Porcupine
Porcupines are rodents best known for their coat of sharp spines, or quills, that defend them from predators. The porcupines include the third largest rodent, after the capybara and the mara. Most porcupines are about 60-90 cm (25-36 inches) long, with a 20-25 cm (8-10 inch) long tail. more...
Weighing between 5-16 kg (12-35 pounds), they are rounded, large and slow. Porcupines come in various shades of brown, grey, and the unusual white. The name "porcupine" comes from combining the Latin for pig and French for spine, hence the nickname "quill pig" for the animal.
In parts of Africa, porcupines are eaten as a form of bush meat.
Quills
The porcupine's chief defense is its quills, sharp spines distributed across the rodent's back, sides, legs, tail and head. They may be as dense as 150 per square inch, giving one animal as many as 30,000 quills. Contrary to popular belief, porcupines do not throw their quills; unfortunate victims approach closely enough to be swatted by the tail or brush against the animal. Like the related ordinary hairs, porcupine quills grow back when they come out.
When threatened, a porcupine will raise its quills. This is the piloerection reflex, the same as the goose bump reflex in humans.

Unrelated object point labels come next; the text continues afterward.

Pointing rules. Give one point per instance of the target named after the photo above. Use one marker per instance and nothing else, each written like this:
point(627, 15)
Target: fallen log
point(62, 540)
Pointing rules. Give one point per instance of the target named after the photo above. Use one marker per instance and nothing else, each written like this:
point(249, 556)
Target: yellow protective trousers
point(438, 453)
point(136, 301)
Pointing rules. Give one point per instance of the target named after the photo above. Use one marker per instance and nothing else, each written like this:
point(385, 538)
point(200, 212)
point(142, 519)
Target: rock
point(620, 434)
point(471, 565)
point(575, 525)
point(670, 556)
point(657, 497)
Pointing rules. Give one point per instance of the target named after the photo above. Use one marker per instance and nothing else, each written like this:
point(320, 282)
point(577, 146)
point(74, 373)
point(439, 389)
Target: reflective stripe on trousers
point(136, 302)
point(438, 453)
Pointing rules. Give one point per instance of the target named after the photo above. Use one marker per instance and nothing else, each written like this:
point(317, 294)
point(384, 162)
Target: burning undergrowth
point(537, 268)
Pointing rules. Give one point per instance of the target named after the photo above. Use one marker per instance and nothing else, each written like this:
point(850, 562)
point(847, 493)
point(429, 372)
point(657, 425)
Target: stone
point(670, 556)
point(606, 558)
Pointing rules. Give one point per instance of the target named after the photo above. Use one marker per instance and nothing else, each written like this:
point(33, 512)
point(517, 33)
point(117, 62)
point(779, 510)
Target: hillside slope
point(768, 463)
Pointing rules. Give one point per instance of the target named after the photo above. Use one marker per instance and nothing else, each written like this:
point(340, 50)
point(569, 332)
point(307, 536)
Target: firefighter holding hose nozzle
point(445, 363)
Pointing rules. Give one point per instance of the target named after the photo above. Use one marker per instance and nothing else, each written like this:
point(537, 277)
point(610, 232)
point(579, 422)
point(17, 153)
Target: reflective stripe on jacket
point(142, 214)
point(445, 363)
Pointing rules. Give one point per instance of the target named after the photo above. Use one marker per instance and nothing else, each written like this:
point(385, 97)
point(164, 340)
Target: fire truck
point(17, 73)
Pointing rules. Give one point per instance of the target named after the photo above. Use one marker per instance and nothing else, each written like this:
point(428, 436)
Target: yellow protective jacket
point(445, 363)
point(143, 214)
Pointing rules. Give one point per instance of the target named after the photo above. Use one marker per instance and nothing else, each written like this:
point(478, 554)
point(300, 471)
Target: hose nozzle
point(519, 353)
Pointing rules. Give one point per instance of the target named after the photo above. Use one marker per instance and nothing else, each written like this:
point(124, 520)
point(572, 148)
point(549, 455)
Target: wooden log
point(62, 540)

A porcupine can defend itself by hiding its bare face from an attacker and keeping its bare belly to the ground. It may swat its tail at an assailant. The quills are not poisoned, but animals may die from a porcupine encounter if the quills prevent eating. Porcupines often fall on their own quills. Likely as an evolutionary result, the quills possess mild antibiotic properties.
Quills are sharp-pointed, fitted with microscopic barbs, and expand on contact with warm flesh. Muscle contractions in a quill victim work the quill deeper, as much as 2 cm per day unless the quills are removed promptly.
Male porcupines use urine to soften the females' quills before mating.
Fishers sometimes successfully attack porcupines by biting their faces.
Habitat
Porcupines occupy a wide range of habitats in tropical and temperate parts of Asia, Italy, Africa and the Americas. Porcupines live in forests, deserts and grasslands. Some live in trees, others stay on the ground.
Porcupines in search of salt sometimes encroach on areas inhabited by people and eat tool handles, clothes and other items that have been coated in salty sweat.
Species
A porcupine is any of 23 species of rodent belonging to the families Erethizontidae and Hystricidae. All defend themselves with sharp spines (which are actually modified hairs) rather like those of the hedgehogs, which are part of the order Insectivora and more closely related to shrews and moles than they are to the rodents, and the echidnas, which as monotremes are very distantly related indeed.
Porcupines vary in size considerably: Rothschild's Porcupine of South America weighs less than a kilogram; the African Porcupine can grow to well over 20 kg.